Plumbagin, a quinonoid found in the plants of the Plumbaginaceae, possesses medicinal properties. In this study we investigated the anti-proliferative and apoptotic activity of plumbagin by using two human colonic cancer cell lines, HT29 and HCT15. IC50 of Plumbagin for HCT15 and HT29 cells (22.5 µM and 62.5 µM, respectively) were significantly different. To study the response of cancer cells during treatment strategies, cells were treated with two different concentrations, 15 µM, 30 µM for HCT15 and 50 µM, 75 µM for HT29 cells. Though activation of NFκB, Caspases-3, elevated levels of TNF-α, cytosolic Cytochrome C were seen in both HCT15 cells HT29 treated with plumbagin, aberrant apoptosis with decreased level of pEGFR, pAkt, pGsk-3β, PCNA and Cyclin D1was observed only in 15 µM and 30 µM plumbagin treated HCT15 and 75 µM plumbagin treated HT29 cells. This suggests that plumbagin induces apoptosis in both HCT15 cells and HT29 treated, whereas, proliferation was inhibited only in 15 µM and 30 µM plumbagin treated HCT15 and 75 µM plumbagin treated HT29 cells, but not in 50 µM plumbagin treated HT29 cells.

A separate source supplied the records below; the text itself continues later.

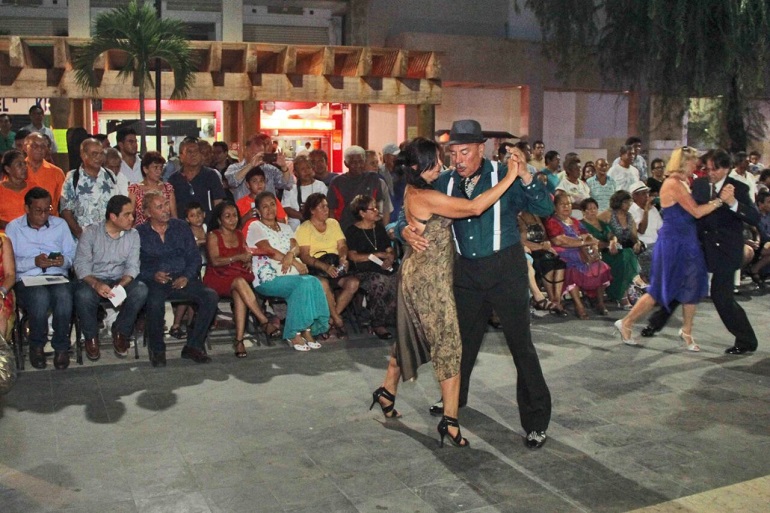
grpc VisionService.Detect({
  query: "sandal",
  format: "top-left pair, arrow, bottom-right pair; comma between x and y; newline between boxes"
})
300,329 -> 321,349
233,339 -> 246,358
259,321 -> 281,338
549,303 -> 569,317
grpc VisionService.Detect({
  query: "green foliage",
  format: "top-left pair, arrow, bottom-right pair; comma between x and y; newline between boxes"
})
73,0 -> 195,151
524,0 -> 770,148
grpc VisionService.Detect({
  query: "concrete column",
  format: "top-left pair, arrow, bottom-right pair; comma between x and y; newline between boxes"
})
67,0 -> 91,37
222,0 -> 243,43
417,103 -> 436,140
67,99 -> 94,134
628,91 -> 651,144
350,104 -> 369,149
516,84 -> 545,141
222,100 -> 261,157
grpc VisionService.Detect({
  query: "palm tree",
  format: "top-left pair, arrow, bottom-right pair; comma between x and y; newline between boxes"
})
73,0 -> 195,153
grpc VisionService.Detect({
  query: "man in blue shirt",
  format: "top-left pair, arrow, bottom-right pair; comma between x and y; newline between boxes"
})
397,120 -> 553,449
136,191 -> 219,367
5,187 -> 76,369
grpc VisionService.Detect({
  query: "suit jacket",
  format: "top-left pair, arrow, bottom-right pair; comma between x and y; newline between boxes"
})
692,176 -> 759,273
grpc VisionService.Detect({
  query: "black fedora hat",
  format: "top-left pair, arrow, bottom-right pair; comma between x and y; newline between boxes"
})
448,119 -> 486,146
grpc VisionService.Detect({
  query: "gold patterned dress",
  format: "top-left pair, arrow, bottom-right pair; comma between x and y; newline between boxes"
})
395,215 -> 462,381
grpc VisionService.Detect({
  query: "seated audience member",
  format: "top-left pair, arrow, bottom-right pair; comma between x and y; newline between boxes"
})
168,137 -> 225,223
128,151 -> 179,226
345,195 -> 398,340
629,182 -> 663,286
236,166 -> 288,235
327,146 -> 393,230
556,157 -> 591,219
166,201 -> 207,340
23,130 -> 64,216
364,150 -> 380,171
13,128 -> 30,151
295,192 -> 360,337
282,156 -> 328,230
203,201 -> 278,358
5,187 -> 76,369
586,159 -> 617,212
545,191 -> 612,320
0,113 -> 16,152
115,128 -> 142,184
607,144 -> 639,191
0,233 -> 16,340
73,195 -> 147,361
599,189 -> 646,255
59,138 -> 118,239
308,150 -> 339,187
225,134 -> 294,201
647,159 -> 666,198
537,150 -> 561,194
757,169 -> 770,196
749,191 -> 770,286
581,198 -> 639,309
0,150 -> 34,229
104,148 -> 128,196
246,192 -> 329,351
136,190 -> 219,367
749,150 -> 765,176
518,211 -> 567,317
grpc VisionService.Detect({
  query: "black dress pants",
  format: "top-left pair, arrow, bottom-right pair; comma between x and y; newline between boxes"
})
648,269 -> 757,351
454,244 -> 551,432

Expression of COX-2 was decreased in 75 µM plumbagin treated HT29 cells when compared to 50 µM plumbagin treated HT29 cells, whereas HCT15 cells lack COX. Hence the observed resistance to induction of apoptosis in 50 µM plumbagin treated HT29 cells are attributed to the expression of COX-2. In conclusion, plumbagin induces apoptosis in colonic cancer cells through TNF-α mediated pathway depending on expression of COX-2 expression.